A report by the Grattan Institute suggests that, while reliability of supply has improved slightly, expenditure on Australia’s national electricity grid has significantly outstripped growth in population, demand and even peak demand.

The report suggests that consumers connected to the National Electricity Market are paying for a power grid that grew from around $50 billion in 2005 to $90 billion today.

The Grattan Institute researchers estimate that up to $20 billion of investment in power networks was excessive, mostly in NSW and Queensland. They found that the main causes of over-investment were regulatory incentives and public ownership, and excessive reliability standards.

One of the causes, has been that commercial buildings and domestic appliances are becoming more efficient thus slowing consumption.

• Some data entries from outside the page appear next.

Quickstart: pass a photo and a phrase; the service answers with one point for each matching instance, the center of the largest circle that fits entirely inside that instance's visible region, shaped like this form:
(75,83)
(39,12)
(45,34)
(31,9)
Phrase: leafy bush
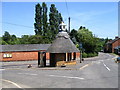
(84,55)
(92,54)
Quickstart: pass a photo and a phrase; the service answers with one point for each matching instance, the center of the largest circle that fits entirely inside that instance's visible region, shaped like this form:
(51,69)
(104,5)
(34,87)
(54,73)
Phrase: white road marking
(106,66)
(2,69)
(66,77)
(28,74)
(85,66)
(12,83)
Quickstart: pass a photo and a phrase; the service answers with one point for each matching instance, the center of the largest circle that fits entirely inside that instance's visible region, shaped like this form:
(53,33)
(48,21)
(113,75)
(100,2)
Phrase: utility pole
(69,24)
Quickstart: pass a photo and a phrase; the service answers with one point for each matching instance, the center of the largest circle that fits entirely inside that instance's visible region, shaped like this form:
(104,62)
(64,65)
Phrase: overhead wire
(18,25)
(67,8)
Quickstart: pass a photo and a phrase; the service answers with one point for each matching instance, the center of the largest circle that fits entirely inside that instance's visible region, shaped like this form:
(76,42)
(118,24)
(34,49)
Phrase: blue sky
(99,17)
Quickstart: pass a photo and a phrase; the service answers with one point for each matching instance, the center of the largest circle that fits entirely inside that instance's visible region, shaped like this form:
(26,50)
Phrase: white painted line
(106,66)
(2,69)
(66,77)
(27,74)
(12,83)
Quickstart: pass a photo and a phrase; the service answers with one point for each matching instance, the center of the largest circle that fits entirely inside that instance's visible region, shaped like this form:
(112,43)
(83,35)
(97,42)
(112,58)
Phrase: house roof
(117,47)
(62,44)
(24,47)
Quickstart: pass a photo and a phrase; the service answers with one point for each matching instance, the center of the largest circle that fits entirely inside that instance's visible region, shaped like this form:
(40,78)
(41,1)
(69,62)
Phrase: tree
(38,20)
(6,37)
(73,36)
(24,39)
(55,19)
(87,39)
(44,19)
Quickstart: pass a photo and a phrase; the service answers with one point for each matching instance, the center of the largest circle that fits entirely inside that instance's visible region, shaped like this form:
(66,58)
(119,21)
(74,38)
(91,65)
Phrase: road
(97,72)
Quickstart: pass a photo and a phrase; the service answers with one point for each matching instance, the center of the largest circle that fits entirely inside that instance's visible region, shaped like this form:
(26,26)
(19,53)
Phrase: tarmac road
(97,72)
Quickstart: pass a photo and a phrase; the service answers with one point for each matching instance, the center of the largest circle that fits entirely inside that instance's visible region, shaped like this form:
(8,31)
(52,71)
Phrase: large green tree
(87,39)
(6,37)
(44,19)
(55,19)
(38,20)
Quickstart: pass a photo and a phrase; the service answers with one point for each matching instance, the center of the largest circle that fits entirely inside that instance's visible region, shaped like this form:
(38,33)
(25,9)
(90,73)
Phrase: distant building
(113,46)
(22,52)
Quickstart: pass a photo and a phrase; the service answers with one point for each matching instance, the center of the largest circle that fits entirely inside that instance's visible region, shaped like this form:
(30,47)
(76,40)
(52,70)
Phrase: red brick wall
(22,56)
(115,44)
(78,55)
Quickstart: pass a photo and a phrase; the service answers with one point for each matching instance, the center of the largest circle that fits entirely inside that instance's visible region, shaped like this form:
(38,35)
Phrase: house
(113,46)
(24,52)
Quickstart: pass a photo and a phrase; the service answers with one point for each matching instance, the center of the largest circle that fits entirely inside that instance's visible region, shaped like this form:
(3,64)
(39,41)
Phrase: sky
(99,17)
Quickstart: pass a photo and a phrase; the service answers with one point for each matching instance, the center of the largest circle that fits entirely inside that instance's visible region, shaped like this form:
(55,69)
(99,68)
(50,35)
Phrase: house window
(7,55)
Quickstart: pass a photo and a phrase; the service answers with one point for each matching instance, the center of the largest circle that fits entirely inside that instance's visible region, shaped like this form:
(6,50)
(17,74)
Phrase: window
(7,55)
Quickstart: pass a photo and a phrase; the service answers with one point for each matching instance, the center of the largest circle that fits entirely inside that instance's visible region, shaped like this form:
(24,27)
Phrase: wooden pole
(69,24)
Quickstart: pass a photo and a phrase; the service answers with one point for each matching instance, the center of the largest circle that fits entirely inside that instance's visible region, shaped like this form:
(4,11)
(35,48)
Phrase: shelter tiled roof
(24,47)
(62,44)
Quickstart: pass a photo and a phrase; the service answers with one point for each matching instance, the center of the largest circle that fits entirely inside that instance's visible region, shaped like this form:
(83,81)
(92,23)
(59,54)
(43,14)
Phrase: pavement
(96,72)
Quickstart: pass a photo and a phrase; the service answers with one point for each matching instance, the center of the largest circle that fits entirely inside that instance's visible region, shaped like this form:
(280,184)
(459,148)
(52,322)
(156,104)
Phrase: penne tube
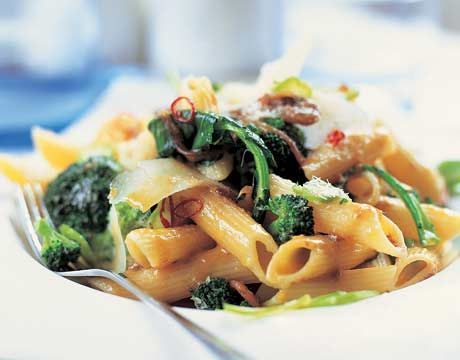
(302,258)
(381,260)
(307,257)
(446,222)
(360,223)
(364,187)
(377,278)
(233,229)
(160,247)
(328,162)
(351,221)
(174,282)
(350,254)
(418,265)
(403,166)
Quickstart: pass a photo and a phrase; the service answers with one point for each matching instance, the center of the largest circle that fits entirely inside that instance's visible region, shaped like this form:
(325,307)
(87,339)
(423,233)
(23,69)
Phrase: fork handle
(212,343)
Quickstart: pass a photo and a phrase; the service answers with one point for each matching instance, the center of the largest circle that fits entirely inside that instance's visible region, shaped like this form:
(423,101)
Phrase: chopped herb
(450,170)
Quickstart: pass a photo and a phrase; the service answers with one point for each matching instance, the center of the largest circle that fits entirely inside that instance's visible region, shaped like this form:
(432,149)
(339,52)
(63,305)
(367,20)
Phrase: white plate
(47,317)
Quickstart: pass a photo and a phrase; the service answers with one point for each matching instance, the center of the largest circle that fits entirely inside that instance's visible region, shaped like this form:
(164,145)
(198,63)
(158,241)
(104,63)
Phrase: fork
(31,208)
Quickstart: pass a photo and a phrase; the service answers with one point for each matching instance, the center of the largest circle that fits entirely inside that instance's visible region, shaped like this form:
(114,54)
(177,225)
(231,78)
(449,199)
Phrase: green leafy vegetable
(213,293)
(425,229)
(294,217)
(163,139)
(450,170)
(319,191)
(262,158)
(130,218)
(332,299)
(293,86)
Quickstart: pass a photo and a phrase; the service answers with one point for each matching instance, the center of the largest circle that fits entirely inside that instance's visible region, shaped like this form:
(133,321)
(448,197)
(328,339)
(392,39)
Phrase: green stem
(261,155)
(425,229)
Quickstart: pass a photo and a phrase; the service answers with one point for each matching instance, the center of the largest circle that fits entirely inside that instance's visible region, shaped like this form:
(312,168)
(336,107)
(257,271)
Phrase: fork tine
(25,217)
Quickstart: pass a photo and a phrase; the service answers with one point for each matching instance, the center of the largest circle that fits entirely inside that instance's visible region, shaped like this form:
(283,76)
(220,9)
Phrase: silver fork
(31,208)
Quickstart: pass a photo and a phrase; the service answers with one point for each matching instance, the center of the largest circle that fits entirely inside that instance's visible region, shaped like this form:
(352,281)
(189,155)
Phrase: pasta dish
(253,199)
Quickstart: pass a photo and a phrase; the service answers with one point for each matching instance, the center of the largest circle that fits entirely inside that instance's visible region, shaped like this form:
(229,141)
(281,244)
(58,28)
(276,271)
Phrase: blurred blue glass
(48,66)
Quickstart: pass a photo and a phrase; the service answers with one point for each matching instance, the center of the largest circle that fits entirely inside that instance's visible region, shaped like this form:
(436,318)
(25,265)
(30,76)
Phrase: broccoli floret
(57,250)
(294,217)
(85,250)
(78,196)
(213,293)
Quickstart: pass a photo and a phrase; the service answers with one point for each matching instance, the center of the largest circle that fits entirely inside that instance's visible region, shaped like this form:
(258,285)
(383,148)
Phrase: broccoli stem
(261,155)
(425,229)
(85,250)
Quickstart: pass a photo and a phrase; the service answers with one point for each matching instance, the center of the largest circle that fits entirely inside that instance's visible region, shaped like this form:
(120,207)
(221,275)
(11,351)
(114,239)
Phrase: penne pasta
(306,257)
(403,165)
(360,223)
(445,221)
(302,258)
(160,247)
(109,286)
(418,265)
(174,282)
(379,278)
(233,229)
(376,278)
(329,162)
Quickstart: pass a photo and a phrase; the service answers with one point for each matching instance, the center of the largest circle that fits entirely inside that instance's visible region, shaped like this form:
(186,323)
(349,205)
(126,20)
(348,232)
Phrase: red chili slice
(187,208)
(335,137)
(178,113)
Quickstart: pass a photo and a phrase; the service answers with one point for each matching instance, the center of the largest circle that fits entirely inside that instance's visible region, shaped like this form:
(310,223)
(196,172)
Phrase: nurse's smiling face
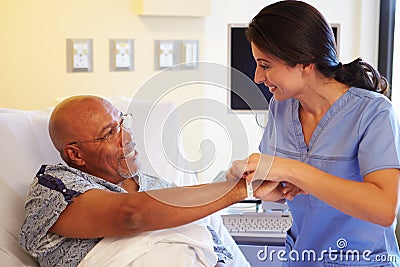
(283,81)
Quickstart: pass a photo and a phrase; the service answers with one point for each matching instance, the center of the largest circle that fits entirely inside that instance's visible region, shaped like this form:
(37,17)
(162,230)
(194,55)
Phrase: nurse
(332,136)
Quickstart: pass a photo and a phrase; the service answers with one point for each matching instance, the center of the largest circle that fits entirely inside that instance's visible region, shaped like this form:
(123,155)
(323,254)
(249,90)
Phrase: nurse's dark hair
(297,33)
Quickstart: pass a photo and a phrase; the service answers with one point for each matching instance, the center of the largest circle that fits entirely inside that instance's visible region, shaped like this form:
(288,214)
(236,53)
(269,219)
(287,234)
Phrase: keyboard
(258,226)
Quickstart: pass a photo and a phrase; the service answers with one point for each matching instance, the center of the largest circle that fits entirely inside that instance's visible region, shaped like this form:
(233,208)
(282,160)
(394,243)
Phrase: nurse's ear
(307,68)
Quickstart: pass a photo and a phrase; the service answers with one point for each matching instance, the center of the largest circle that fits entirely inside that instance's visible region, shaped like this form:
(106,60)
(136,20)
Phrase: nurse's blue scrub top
(359,134)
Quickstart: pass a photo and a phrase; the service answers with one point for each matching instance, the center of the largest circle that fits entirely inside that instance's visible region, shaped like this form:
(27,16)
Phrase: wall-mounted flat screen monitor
(241,96)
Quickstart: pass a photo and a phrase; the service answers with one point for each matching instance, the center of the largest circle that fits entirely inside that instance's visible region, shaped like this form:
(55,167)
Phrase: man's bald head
(71,119)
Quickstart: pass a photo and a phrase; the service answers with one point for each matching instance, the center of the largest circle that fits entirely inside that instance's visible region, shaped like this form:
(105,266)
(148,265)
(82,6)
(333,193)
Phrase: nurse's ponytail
(359,73)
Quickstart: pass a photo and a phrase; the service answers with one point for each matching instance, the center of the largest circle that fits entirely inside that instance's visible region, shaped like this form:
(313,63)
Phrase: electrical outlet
(121,54)
(166,53)
(190,52)
(79,55)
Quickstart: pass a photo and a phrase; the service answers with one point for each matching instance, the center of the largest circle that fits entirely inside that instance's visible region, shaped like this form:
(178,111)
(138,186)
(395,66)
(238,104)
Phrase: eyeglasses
(125,122)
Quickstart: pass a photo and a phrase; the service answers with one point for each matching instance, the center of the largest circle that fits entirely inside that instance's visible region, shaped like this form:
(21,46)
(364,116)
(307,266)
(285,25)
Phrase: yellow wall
(33,48)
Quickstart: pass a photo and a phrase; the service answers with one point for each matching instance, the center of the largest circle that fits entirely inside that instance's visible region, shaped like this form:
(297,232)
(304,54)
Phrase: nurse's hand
(264,167)
(255,167)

At the same time many households and businesses have adopted solar power and other alternatives thus also reducing demand. This highlights the need for infrastructure planners to consider the longer term. Infrastructure is by its nature a very long-term asset. At the planning stage it is essential to consider future trends such as energy efficiency or the potential impact of autonomous vehicles on road planning.

The Commonwealth Bank’s Michael Thorpe notes that roads demonstrate this need well saying, “unlike in the past, when planning for new transport infrastructure we now need more extensive analysis on the development of autonomous vehicles and the impact they may have on traffic patterns, volumes and road usage”.

In an environment of lower returns and cost pressures, it is also vital to pay close attention to capital costs and project execution. Spending more than planned or more than is necessary to meet demand can result in returns being very quickly eroded. Passing on higher costs to consumers is not always an option.

For example, higher road tolls could lead to drivers forsaking toll roads and reverting to longer but cheaper routes. This could result in traffic usage falling below projected levels and reducing returns from a road project.